All across Europe feed-in tariffs and subsidies for solar power are being cut or even scrapped. In Portugal and Spain, these actions are justified with the debt crisis, even though they expand these states’ trade deficit. This month the Spanish government took a decisive move to scare investors away and expel most renewable energies from the electric grid, particularly solar.
Exclusive: Foreign investors set to sue Spain over energy reform
(Reuters) – Foreign investors in renewable energy projects in Spain have hired lawyers to prepare potential international legal action against the Spanish government over new rules they say break their contracts.
The Spanish Parliament approved a law on Thursday that cuts subsidies for alternative energy technologies, backtracking on its push for green power.
That measure, along with other recent laws including a tax on power generation that hit green energy investments especially hard, will virtually wipe out profits for photovoltaic, solar thermal and wind plants, sector lobbyists say.
Diving into the numbers what one finds behind this policy U-turn is something entirely different.
Investing on Solar Power
The upfront investment on a PV system has three main components:
- panels of solar cells, that harvest the energy;
- an inverter, that tames the raw current coming from the panels into a form digestible by the electrical grid;
- and installation, that includes, labour, paperwork and whatever else needed to get the system up and running.
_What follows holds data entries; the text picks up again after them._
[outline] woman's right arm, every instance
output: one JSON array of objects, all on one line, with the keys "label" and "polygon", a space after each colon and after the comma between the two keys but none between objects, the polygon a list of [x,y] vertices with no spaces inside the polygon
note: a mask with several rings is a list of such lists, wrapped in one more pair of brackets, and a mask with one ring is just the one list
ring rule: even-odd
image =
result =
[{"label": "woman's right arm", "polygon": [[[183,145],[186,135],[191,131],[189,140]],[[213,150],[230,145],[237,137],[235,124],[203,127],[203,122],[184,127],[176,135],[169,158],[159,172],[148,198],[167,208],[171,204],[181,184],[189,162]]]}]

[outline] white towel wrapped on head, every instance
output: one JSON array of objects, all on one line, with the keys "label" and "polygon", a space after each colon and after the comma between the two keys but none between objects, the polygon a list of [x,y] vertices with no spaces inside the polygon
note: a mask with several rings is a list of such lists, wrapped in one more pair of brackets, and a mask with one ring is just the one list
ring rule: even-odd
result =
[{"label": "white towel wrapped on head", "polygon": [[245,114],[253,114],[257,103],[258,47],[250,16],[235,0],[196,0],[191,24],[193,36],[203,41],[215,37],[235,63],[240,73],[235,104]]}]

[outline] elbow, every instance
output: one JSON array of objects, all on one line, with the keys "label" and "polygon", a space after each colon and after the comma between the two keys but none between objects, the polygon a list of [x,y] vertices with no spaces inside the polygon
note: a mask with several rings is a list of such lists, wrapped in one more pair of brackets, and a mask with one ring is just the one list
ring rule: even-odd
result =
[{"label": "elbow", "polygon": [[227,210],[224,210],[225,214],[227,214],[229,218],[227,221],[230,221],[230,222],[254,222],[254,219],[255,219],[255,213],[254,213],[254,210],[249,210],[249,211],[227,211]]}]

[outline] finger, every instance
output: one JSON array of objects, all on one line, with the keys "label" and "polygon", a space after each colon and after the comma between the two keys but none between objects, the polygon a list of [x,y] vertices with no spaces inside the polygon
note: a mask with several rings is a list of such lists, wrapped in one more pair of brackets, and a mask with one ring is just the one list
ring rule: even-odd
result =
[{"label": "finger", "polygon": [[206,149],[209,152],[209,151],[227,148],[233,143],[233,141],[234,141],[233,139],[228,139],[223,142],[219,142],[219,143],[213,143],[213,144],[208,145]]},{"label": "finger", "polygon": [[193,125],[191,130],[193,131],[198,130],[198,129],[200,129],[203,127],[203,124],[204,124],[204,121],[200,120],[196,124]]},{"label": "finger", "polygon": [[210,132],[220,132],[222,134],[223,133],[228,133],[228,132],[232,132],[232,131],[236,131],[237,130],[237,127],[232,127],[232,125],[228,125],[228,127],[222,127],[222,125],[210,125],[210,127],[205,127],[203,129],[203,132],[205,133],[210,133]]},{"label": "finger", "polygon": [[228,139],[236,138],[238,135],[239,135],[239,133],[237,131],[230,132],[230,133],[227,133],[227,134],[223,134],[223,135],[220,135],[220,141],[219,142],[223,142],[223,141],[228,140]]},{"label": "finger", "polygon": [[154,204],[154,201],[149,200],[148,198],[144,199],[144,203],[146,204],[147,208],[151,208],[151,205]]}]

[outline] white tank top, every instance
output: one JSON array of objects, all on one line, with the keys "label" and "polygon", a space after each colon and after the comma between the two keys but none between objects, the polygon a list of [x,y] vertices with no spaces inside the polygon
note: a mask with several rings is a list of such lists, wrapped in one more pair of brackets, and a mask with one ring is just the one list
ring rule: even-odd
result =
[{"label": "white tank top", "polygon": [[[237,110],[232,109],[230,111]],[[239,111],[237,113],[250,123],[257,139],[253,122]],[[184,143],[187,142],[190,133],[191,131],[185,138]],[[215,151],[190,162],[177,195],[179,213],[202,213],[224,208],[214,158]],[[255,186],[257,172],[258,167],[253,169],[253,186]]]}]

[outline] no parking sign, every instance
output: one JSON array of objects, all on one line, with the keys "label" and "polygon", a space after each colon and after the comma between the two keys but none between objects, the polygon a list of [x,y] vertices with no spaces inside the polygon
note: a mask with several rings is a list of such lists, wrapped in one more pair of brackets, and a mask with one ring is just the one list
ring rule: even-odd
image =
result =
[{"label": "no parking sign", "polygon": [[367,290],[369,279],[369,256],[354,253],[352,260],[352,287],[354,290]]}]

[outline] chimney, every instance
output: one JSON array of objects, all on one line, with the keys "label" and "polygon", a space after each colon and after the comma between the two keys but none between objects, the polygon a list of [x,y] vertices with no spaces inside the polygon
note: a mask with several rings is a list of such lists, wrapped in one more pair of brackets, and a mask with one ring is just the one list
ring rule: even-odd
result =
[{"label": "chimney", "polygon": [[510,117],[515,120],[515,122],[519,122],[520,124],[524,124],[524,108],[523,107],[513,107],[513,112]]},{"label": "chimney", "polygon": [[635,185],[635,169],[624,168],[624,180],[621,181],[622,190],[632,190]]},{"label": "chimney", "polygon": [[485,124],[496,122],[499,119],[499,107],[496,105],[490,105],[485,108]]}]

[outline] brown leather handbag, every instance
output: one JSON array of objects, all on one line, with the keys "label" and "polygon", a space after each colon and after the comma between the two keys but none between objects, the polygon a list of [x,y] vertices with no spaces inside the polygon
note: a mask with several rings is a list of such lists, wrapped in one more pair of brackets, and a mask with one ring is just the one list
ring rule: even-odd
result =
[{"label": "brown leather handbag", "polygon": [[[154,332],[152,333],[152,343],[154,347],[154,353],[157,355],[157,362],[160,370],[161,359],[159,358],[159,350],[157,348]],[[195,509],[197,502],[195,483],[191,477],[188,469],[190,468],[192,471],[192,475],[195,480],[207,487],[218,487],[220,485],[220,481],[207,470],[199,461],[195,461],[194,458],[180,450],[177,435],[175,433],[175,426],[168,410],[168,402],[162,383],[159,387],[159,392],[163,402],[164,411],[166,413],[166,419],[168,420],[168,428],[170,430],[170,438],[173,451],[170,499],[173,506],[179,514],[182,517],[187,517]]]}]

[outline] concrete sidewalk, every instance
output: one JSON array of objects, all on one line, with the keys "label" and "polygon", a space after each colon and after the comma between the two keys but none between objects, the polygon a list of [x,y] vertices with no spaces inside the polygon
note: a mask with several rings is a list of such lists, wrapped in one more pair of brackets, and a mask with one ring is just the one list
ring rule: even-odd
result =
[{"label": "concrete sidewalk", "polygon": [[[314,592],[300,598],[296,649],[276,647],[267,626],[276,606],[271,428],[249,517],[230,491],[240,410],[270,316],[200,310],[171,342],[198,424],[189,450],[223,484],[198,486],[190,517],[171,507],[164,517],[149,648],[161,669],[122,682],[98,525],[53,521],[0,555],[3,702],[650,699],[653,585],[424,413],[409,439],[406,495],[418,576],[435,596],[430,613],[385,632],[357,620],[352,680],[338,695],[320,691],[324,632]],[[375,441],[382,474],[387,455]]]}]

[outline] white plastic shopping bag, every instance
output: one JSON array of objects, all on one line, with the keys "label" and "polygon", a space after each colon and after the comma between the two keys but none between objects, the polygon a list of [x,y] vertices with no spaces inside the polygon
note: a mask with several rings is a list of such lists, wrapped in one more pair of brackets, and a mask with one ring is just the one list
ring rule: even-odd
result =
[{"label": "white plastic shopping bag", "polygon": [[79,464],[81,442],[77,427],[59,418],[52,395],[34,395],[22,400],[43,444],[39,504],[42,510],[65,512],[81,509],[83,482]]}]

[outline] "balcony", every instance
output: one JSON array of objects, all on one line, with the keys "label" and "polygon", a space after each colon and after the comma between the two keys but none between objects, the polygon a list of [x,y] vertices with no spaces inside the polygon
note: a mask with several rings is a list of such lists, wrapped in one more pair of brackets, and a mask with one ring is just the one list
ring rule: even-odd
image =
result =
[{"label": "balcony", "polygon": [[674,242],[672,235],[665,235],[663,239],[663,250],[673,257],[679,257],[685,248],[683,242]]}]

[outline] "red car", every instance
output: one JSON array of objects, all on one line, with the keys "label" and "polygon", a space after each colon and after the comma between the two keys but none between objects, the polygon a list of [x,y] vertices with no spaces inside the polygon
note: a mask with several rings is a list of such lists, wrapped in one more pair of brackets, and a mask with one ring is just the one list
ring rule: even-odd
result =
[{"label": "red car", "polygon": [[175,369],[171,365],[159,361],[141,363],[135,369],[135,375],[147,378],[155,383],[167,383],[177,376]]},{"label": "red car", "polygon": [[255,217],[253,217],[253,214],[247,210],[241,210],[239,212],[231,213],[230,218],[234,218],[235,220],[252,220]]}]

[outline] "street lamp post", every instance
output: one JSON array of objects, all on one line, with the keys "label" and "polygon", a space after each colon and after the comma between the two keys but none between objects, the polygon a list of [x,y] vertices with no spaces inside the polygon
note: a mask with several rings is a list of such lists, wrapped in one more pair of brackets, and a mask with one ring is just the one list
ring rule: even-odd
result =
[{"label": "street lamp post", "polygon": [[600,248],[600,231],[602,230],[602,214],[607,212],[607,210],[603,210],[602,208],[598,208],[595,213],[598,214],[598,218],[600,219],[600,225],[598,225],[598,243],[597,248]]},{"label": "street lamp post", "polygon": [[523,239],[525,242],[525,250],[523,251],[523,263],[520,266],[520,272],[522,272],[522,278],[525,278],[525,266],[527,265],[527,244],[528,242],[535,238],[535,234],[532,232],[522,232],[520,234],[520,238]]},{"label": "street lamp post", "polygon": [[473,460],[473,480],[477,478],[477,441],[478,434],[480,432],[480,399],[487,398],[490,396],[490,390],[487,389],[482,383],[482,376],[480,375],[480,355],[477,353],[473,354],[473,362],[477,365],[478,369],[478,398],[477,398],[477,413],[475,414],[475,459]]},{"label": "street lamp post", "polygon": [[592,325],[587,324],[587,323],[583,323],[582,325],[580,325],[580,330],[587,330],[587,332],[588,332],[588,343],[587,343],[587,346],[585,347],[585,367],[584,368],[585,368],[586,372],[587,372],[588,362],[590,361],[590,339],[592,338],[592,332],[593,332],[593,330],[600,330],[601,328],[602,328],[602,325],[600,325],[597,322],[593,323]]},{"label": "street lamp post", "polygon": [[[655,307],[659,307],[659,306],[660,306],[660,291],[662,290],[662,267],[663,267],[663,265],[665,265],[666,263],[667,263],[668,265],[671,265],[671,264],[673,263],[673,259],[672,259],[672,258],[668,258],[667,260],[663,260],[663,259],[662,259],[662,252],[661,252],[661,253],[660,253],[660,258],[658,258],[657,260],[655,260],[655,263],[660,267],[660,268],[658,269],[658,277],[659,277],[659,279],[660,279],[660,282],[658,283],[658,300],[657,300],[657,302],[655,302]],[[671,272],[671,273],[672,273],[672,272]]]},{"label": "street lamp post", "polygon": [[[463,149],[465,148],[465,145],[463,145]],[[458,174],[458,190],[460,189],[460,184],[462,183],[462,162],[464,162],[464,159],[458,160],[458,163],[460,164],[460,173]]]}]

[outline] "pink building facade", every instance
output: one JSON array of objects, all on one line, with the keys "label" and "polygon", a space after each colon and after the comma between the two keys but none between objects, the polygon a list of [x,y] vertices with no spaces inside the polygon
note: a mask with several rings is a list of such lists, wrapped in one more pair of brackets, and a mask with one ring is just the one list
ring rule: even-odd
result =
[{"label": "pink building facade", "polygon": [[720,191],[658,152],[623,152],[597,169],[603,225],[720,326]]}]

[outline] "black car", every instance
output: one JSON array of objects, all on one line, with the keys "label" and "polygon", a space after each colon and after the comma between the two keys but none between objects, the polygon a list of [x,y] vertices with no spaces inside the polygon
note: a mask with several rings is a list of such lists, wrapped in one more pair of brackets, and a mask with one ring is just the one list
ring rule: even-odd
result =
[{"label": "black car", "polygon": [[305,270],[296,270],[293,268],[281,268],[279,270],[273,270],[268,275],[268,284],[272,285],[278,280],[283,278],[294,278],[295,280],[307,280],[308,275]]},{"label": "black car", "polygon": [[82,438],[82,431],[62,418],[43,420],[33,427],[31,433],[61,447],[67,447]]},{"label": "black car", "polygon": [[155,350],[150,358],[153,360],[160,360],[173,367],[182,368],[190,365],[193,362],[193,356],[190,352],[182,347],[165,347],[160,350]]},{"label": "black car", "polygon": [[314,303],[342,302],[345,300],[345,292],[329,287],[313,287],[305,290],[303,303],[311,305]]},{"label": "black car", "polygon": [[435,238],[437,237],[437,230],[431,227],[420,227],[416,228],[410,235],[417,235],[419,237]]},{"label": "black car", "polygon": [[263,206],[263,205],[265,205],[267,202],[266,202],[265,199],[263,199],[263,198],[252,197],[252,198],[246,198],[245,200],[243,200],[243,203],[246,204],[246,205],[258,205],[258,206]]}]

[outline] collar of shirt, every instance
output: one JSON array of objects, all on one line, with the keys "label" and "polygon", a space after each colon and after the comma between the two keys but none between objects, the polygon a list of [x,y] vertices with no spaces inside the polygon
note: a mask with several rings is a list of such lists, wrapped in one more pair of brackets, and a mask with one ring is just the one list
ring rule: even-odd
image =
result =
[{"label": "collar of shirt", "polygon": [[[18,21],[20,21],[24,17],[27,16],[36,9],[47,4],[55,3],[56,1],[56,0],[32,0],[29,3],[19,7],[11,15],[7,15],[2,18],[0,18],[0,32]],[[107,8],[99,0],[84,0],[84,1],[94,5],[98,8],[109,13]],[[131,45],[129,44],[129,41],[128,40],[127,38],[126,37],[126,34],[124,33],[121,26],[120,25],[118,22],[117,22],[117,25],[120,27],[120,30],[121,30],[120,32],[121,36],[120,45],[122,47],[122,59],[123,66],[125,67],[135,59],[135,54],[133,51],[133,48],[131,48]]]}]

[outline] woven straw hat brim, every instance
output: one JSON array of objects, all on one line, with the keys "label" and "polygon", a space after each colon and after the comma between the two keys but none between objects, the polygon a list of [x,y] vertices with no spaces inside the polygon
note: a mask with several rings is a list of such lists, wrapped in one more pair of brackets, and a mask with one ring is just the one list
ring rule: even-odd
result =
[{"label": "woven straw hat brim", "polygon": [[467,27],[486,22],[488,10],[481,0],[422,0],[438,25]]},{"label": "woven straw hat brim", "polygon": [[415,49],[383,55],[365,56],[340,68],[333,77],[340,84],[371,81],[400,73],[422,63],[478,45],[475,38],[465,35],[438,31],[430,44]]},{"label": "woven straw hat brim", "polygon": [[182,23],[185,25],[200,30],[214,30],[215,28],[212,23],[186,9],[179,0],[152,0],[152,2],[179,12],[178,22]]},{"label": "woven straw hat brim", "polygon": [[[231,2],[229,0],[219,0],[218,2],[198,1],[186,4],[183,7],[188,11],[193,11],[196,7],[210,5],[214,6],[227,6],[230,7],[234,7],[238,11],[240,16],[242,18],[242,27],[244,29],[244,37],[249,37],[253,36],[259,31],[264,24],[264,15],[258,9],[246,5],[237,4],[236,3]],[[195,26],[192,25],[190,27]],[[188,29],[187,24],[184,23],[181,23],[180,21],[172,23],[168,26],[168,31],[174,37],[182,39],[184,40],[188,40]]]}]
Panel size or capacity is described with the maximum amount of power they can harvest at optimal sunshine conditions; this is measured in Watts-peak (Wp). Panel prices are quoted in €/Wp and since both the inverter and installation costs scale closely with panel capacity, companies can provide a price for the ensemble on a convenient €/Wp basis.
There is an ecological fair every year in a Luxembourg city by October, better known by the Luxembourgish term: Oekofoire. I was there last year and took my time at the PV companies booths that usually litter the place. Back then the price asked by these companies for a solar system was at 1.6 €/Wp. This price comprised 0.6 €/Wp for the panels, 0.2 €/Wp for the inverter and the remainder 0.8 €/Wp for installation. The fact that the basic hardware is now only half the price of a PV system already indicates that reality may not be exactly matching the political discourse. By December I got the information that in Germany these prices were already down to 1.3 €/Wp, in places with good access and ease of installation. This reflects the relentless price decline of both solar cells and inverters, the former declining by 40% in 2012 alone.